Altogether, the new curriculum includes 15 credits of required skills training, up from 6 credits in the current program, including eight credits of legal research and writing, Martin says.
The new curriculum will emphasize a more broad-based education, and integrates theory with practice.
Students studying contracts and property law during the spring semester, for example, are taking at the same time a skills and professionalism lab class in transactional law, in which they will practice negotiating and drafting such transactions.
Though the new curriculum will have specialized courses in areas of practice, including the Indian law section the school recently rolled out and its commercial law center, which it opened last year, it doesn't require a "concentration," which is like a minor degree, Martin says.

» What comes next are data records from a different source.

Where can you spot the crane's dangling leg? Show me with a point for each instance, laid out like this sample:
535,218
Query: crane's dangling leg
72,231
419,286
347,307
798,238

As it moves forward with the curriculum change, the law school also is seeking to expand its focus on international law. To that end, it's developing an international student and faculty exchange program, Martin says. He recently signed agreements with two universities, in China and South Korea, and the school will host five students from China as first-year law students next year.
Over the next few years, Martin says he expects Gonzaga to solidify these changes and refine its new curriculum, while seeking to minimize cost increases for its students.
"We're in a very changing marketplace, with the cost of education and the economy of practice," Martin says. He says the school, which has only raised its tuition an average of 4 percent a year for the last three years, will continue to look at keeping costs down without cutting programs.
"I like being a private institution in that regard. You control your own destiny," Martin says.
Compared with public law schools in Washington, Idaho, and Montana, Gonzaga is in a good financial position to do that right now, Martin says.